Agatha tergelak tertawa, tiba-tiba Jihan menaikkan satu alis tak mengerti.
“Punya gebetan ya? Ya, ya? Kok gak cerita sih?” Agatha memanyunkan bibirnya. Gadis berambut panjang itu heboh sendiri hingga akhirnya Jihan mendapatkan sebuah ide. Sepertinya bertanya pada sahabatnya itu tidak salah juga.
“Gue mau tanya,” katanya.
Namun Agatha menggeleng, “Jawab dulu pertanyaan gue!” seolah berpikir sejenak dan akhirnya Jihan buka suara mengenai kegelisahannya. Walaupun jiwanya bukan anak SMA lagi tapi tetap saja Jihan masih lemah jika soal Arka.
“Gimana caranya bikin cowok tergila-gila sama kita?”
“Uhuk! Lo-Uhuk-uhuk! Bentar-bentar gue minum dulu.” Jihan mengangguk dengan sabar. Wajahnya yang terlihat serius itu mendapatkan pandangan aneh dari Agatha yang sedang mengunyah makanannya. Agatha menelan dengan hati-hati.
“Itu pertanyaan lo atau orang lain?”
Jihan memutar bola mata.
“Oke-oke gue ngerti. kita bahas nanti tapi ada yang mau gue kasih tahu yang lagi hot sekarang ini.”
“Apaan?” Jihan mulai mencicipi Mie Ayam Mang Udin dan ternyata rasa penuh nostalgia itu membuat Jihan membuka mata lebar-lebar serta alisnya yang merangkap seketika membuat Agatha menoleh.
“Kayak gak makan Mie Ayam Mang Udin bertahun-tahun aja lo. Enak ya? Lo ngerti 'kan kenapa gue pengen buka restoran Mie Ayam.”
Jihan mengangguk-angguk. Sibuk menikmati Mie Ayam terenak yang tak ada tandingannya itu.
“Lanjut,” seru Jihan.
“Apa?”
“Berita hot yang lo maksud!” Agatha tertawa kecil sebagai balasan.

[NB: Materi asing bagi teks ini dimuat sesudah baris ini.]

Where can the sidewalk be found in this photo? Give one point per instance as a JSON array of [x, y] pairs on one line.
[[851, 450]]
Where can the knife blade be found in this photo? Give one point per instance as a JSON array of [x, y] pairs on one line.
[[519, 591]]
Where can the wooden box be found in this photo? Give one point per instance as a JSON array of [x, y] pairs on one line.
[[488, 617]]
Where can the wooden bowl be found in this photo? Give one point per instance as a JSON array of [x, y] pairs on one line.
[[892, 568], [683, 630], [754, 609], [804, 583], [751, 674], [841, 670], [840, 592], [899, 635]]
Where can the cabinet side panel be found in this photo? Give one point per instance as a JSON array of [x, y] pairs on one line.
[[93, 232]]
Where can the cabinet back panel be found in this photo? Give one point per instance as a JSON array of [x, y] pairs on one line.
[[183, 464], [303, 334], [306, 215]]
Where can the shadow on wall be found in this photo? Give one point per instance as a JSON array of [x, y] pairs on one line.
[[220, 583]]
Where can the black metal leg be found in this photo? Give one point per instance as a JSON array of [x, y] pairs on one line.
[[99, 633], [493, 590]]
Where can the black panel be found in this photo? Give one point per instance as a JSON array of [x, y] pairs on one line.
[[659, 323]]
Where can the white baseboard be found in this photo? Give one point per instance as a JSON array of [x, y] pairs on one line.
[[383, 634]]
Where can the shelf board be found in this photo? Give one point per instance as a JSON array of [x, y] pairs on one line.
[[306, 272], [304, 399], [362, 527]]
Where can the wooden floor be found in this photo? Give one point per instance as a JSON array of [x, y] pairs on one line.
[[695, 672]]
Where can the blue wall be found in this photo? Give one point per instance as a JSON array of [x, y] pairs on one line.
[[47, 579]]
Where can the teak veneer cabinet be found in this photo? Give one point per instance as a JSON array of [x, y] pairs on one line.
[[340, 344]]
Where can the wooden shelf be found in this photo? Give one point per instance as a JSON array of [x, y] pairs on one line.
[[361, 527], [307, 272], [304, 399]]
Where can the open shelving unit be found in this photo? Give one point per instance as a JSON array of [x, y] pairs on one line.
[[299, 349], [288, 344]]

“Lupa, hehe. Jadi gini.. Lo tahu kan, Kak Arka ketua tim basket itu? Yang kemarin lo liat-”
“Tau.”
“Kak Arka bubarin tim basket mereka dan buat ngamuk pelatih mereka dan lo tau, apa yang bikin gue kesel?” Jihan menggeleng. Menyeruput es jeruk penuh nikmat. Sungguh hidupnya bagaikan mimpi bisa kembali ke masa ini dan bahkan Jihan masih bisa bebas merasakan dunia luar. Berbeda setelah menikah. Banyak hal yang terjadi tapi tidak bisa Jihan mengerti dan itu semua tentang Arka.
Dan sekarang Jihan yakinkan. Itu tak akan terulang lagi.
“Kak Arka buat mereka salahi Kak Raega gara-gara bubarnya tim mereka!” gadis cantik itu mengerut alis. Seingat Jihan dimasa lalu, setelah pertemuan makan malam dengan keluarga Arka kehidupan Jihan penuh dengan laki-laki itu. Namun, sempat menjadi kesalahan pahaman antara Jihan dan Arka karena Jihan sering menyapa Raega. Dan mereka tak banyak berurusan lagi setelahnya.
Jihan jadi penasaran.
“Ta, lo kan, adiknya Kak Raega. Em, bisa gak ceritain sedikit tentang Abang lo itu.”
Agatha tersenyum misterius pada Jihan. Gadis itu paham mulai sekarang. Ternyata Agatha ingin sekali Kakaknya dekat dengan dirinya.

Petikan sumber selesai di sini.